広告においては、広告発注者と広告代理店、消費者との主観と客観が織混ざっており、確率論もそれぞれの異業種の歴史に左右される。
広告においてもビッグデータを用いる時代が到来しているが、大都市圏では取得及び参考に用いられるデータ量や更新頻度が高く、アルゴリズムの開発も応用性が存在するが、地方都市などでは、ビッグデータの活用が盛んとは言えない。
本研究では地方都市におけるビッグデータの活用を活性化するため、地場ビルダーによる売上という果実の大小と顧客の嗜好の因果関係を解析し、それを元にPRアルゴリズムの開発を行うことをテーマに設定した。

PRアルゴリズムの仮説

地場ビルダーである広告発注者が欲するものは、自己の販売圏への販売力の浸透であり、消費者の欲するものは所謂、理想的なコスパ内での情報獲得である。つまり消費者は自分の行動圏内において、住宅という高価格なものを「捜索」していると考え得る。この消費者による「捜索アルゴリズム」を広告発注者が予測することで、消費者に「発見してもらう」蓋然性が高くなるのではないか?という仮説を立てた。
ベイズ推定を用いた「沈没潜水艦の捜索」が過去の事例に存在し、広大な大西洋から潜水艦の発見に至っている。この捜索アルゴリズムは墜落機のボイスレコーダーなどの発見にも効力を発揮しており、本研究では地域の工務店として上位の売上を記録している三重県の西川工務店の協力を得て、消費者が広大な県内の中で望む物件を「捜索」する際に図らずともいかなるアルゴリズムを持って、購入物件の「発見」に至ったのか?というPRによる購入品捜索と広告発注者から見た顧客獲得のアルゴリズムの特定と、PRアルゴリズムの構想設計を試みた。

研究内容

ベイズ推定では、初期に主観で確率を設定し、事前確率と称する。この確率は主観で決めたものであるため、実際の取得データで補正する必要がある。

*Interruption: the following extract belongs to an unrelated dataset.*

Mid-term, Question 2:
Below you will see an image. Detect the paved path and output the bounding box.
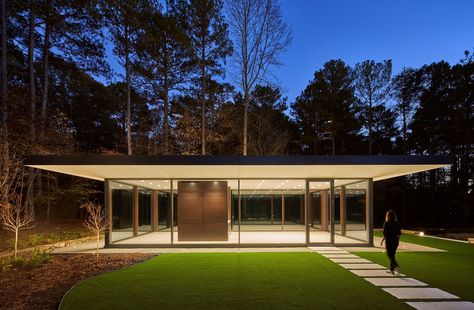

この補正した結果を事後確率と称する。
事後確率=データの尤度×事前確率となり、尤度とは、観測データに基づいた仮説の正しさの確率である。広告発注者も消費者もそれぞれ事前確率を仮説的に持っており、様々な条件(尤度)を整理して、顧客獲得、望む住宅の獲得に至っている。

この住宅販売と住宅検索のそれぞれの尤度の収集方法とアルゴリズム化を実装し、ベイズ推定を用いたPRアルゴリズムの理論を発表していく。